Deadenylation Assay Protocol

These assays are used to assess the rate and pattern of deadenylation of a radiolabeled RNA substrate. A single reaction is set up for each substrate and samples are taken at various time points during the experiment. The RNA substrate is recovered from each sample and run on a denaturing gel. Results are visualized by phosphorimager.

Reaction mix (assemble on ice):

16.0µl extract (protein concentration should be ~4-10µg/µl)

2.0µl poly(A) (500ng/µl, but should be titered for a new extract)

6.5µl 10% PVA (excludes H2O effectively increasing protein concentration)

2.0µl PC/ATP (ATP regeneration system)

2.0µl RNA substrate (50-200000 cpm/µl)

----
28.5µl

 

If you need four time points (e.g. 0, 10, 20, 30 min) take 6µl per time point.

Each 6µl sample should be added to 400µl HSCB containing 2µl tRNA.

Samples can then be stored at room temp for the duration of the experiment, or processed immediately.

Add 400µl phenol chloroform. Vortex. Spin 3 min.

Take the aqueous phase to a fresh tube containing 1ml ethanol.

Mix and precipitate at -80 ˚C for 10min.

Spin 10min. Wash pellet in 70% ethanol, and dry. Pellet should be clearly visible due to tRNA.

Resuspend in 8µl RNA loading dye, vortex and load on a pre-run 5% denaturing gel.

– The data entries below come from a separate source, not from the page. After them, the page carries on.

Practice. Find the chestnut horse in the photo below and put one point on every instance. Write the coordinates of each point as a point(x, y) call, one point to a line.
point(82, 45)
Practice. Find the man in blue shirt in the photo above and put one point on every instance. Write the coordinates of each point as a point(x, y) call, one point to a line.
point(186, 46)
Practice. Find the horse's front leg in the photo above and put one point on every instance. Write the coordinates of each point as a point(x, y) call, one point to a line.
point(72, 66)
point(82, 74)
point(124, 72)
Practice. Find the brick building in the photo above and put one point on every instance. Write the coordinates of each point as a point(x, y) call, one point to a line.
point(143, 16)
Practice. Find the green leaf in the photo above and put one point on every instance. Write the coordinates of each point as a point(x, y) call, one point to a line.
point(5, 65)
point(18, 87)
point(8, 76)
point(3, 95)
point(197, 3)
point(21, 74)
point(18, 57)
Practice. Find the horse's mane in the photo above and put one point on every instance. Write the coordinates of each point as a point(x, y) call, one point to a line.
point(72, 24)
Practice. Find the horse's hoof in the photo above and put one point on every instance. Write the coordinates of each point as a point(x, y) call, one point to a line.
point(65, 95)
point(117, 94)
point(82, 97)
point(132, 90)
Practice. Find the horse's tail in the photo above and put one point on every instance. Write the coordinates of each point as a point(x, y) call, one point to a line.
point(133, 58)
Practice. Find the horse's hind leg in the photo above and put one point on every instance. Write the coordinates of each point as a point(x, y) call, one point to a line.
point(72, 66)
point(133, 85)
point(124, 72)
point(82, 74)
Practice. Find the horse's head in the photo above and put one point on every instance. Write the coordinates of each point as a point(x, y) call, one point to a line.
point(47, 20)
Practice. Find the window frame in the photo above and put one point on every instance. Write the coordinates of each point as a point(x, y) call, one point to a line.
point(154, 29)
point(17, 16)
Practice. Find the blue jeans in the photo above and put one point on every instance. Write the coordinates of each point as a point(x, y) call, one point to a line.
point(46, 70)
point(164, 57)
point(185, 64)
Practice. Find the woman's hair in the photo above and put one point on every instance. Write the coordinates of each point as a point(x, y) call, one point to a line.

Run the gel far enough to separate the adenylated and deadenylated forms of the substrate.
i.e. larger RNAs should be run longer.

Dry the gel and expose to phosphorimager screen for 1hr-overnight.

Notes:

  • Always keep a note of the extract used (date) and any variations from the above protocol.
  • It’s important to remove the salt from the RNA before running so be sure to remove all the ethanol before drying.
  • If the interphase during phenol/chloroform extraction is very large then try using phenol instead.
  • Be sure to do appropriate controls every time – usually Gem A60 is good to get a general deadenylation rate for a specific extract.
  • If you need to compare two RNAs that are very different sizes then you can load the larger one on the gel earlier than the smaller one.
  • Remember you’re working with radio-active RNA – monitor for contamination and use RNAse free solutions.